Women of average risk for breast cancer now have access to Duke’s abbreviated screening breast MRI program—a more sensitive preventive screening option for detecting clinically significant disease. Duke is the first center in the North Carolina Triangle region to offer this service.

Traditional screening breast MRI is generally covered by insurance plans for women at high risk for breast cancer (defined as greater than a 20% lifetime risk), but women at average risk, including many with dense breast tissue, often do not have insurance coverage for this potentially lifesaving additional screening.

Currently, there is no widely prescribed screening algorithm with breast MRI for women of average risk, notes Eun L. Langman, MD, a Duke radiologist and breast imaging specialist. Routine 3-D screening mammography catches about six cancers out of 1,000, but for women who may want to consider additional screening, “the best answer is breast MRI,” she says.
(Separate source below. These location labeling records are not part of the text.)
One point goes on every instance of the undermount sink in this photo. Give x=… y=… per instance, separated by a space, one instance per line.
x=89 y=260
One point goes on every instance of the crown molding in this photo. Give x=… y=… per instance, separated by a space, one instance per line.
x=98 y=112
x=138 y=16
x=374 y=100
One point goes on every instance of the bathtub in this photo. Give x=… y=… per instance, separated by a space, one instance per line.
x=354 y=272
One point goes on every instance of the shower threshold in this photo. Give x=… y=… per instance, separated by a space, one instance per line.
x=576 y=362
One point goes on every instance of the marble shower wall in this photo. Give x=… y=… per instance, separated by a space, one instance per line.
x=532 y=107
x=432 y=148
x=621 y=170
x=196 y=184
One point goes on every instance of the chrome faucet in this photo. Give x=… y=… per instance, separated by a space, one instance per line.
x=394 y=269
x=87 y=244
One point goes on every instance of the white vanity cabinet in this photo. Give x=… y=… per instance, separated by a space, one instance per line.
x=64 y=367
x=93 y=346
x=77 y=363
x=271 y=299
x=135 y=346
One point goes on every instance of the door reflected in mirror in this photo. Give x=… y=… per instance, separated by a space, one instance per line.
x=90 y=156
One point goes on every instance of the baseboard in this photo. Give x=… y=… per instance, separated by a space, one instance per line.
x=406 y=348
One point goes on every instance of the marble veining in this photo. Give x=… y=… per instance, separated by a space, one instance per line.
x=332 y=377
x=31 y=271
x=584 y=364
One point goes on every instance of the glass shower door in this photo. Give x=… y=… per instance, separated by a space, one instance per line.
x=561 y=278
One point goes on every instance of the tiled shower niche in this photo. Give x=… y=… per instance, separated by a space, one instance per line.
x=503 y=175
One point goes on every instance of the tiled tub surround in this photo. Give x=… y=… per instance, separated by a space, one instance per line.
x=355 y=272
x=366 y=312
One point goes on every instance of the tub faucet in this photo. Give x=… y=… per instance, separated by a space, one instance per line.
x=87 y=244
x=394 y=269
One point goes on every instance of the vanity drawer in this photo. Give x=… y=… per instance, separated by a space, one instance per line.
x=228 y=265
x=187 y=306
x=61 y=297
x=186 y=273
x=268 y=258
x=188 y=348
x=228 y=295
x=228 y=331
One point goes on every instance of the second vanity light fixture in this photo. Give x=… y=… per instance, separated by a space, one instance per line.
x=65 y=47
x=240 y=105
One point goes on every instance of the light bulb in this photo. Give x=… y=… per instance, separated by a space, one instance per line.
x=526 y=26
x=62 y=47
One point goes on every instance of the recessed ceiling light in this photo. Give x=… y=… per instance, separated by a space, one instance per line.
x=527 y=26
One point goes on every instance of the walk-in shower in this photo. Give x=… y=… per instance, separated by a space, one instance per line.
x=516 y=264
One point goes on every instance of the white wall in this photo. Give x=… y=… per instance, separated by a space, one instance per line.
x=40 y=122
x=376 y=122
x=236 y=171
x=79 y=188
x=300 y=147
The abbreviated option requires a patient to be in the MRI scanner for only 10 minutes, with a single set of images acquired after contrast. “Cancers rapidly enhance and will light up on the single phase. By minimizing our scan time, there is less opportunity for patient discomfort, and there is also decreased operational cost,” Langman explains.
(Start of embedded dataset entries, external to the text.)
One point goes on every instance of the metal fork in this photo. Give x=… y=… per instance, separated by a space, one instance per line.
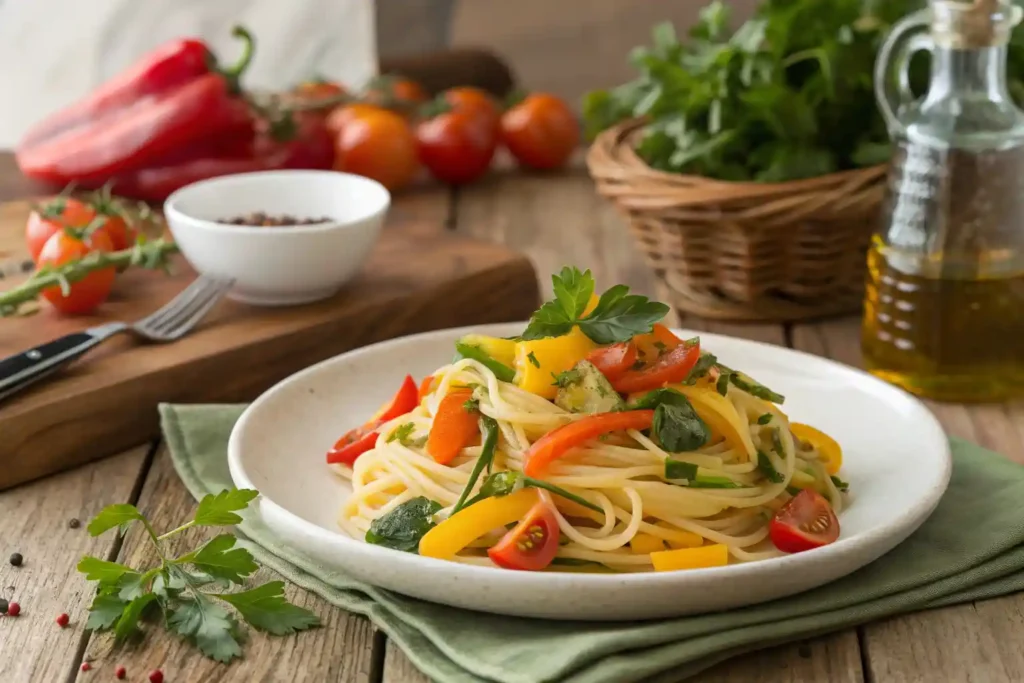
x=168 y=324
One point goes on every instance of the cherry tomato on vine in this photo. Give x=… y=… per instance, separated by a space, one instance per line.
x=456 y=145
x=52 y=217
x=805 y=522
x=541 y=131
x=86 y=294
x=378 y=144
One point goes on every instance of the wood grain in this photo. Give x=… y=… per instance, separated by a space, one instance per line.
x=35 y=520
x=418 y=279
x=340 y=650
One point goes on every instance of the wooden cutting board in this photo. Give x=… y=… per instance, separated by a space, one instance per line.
x=419 y=278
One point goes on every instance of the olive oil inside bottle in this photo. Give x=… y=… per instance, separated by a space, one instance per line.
x=954 y=337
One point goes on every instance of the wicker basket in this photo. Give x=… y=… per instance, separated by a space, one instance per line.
x=744 y=251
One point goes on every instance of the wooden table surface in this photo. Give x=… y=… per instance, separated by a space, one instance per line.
x=556 y=220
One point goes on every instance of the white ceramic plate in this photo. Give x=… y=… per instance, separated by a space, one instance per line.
x=896 y=459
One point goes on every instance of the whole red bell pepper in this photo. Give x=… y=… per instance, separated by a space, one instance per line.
x=307 y=145
x=136 y=123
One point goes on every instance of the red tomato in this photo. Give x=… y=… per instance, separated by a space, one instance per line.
x=456 y=146
x=671 y=368
x=380 y=145
x=613 y=360
x=86 y=294
x=531 y=545
x=557 y=442
x=53 y=216
x=541 y=131
x=363 y=438
x=475 y=102
x=805 y=522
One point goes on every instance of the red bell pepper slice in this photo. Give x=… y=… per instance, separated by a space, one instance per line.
x=671 y=368
x=613 y=360
x=557 y=442
x=363 y=438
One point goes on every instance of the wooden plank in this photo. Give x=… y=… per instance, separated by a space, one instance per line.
x=341 y=650
x=419 y=279
x=36 y=523
x=955 y=643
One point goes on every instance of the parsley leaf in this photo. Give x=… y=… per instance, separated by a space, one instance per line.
x=617 y=316
x=221 y=559
x=219 y=510
x=121 y=514
x=266 y=608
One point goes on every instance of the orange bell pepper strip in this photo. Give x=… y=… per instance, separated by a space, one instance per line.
x=454 y=427
x=363 y=438
x=555 y=443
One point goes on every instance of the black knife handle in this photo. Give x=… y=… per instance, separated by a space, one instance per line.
x=20 y=370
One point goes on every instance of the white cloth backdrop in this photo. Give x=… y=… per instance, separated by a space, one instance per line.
x=54 y=51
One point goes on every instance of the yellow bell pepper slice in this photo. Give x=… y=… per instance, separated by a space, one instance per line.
x=644 y=544
x=824 y=443
x=721 y=417
x=538 y=359
x=716 y=555
x=465 y=526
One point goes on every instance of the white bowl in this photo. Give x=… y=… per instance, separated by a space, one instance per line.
x=279 y=265
x=896 y=459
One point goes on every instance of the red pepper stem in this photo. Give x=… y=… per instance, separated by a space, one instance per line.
x=233 y=74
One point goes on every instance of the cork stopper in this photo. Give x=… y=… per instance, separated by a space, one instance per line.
x=973 y=24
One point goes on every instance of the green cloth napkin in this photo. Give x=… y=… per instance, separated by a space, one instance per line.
x=971 y=548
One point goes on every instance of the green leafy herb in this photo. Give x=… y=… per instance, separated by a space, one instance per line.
x=679 y=428
x=787 y=95
x=175 y=586
x=766 y=467
x=617 y=316
x=677 y=469
x=700 y=368
x=402 y=527
x=488 y=429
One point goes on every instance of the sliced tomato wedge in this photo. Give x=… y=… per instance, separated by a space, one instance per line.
x=805 y=522
x=531 y=545
x=454 y=427
x=363 y=438
x=671 y=368
x=613 y=360
x=555 y=443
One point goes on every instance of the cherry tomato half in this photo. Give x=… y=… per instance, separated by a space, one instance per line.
x=457 y=145
x=614 y=360
x=541 y=131
x=532 y=544
x=805 y=522
x=377 y=144
x=86 y=294
x=52 y=217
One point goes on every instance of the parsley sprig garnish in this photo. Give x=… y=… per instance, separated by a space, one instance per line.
x=189 y=591
x=617 y=316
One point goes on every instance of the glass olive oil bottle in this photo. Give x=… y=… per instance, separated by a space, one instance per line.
x=944 y=306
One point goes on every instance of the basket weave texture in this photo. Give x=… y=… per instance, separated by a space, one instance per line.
x=744 y=251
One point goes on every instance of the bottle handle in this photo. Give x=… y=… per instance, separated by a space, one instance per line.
x=908 y=44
Breast MRI screening catches an additional 10 to 15 cancers out of 1,000 patients when added to screening mammography, she adds, and it is better at finding more aggressive, clinically relevant tumors that may be mammographically occult or mistaken for a benign lesion based on morphology alone. By comparison, screening breast ultrasound may catch only four more cancers in 1,000.

Offering abbreviated screening breast MRI to women with average risk gives these patients access to the screening modality with the highest cancer detection rate, which can lead to an earlier diagnosis, when treatments are most effective.
Eun L. Langman, MD, radiologist and breast imaging specialist

To decrease the chance of a false positive result, additional imaging sequences are performed on the patient’s initial abbreviated screening breast MRI study if it is the patient’s first-ever breast MRI. Subsequent imaging will be performed with the true abbreviated protocol, Langman says.

The abbreviated screening breast MRI study can be requested by physician referral for an out-of-pocket cost that is significantly less expensive than a traditional MRI when not covered by insurance.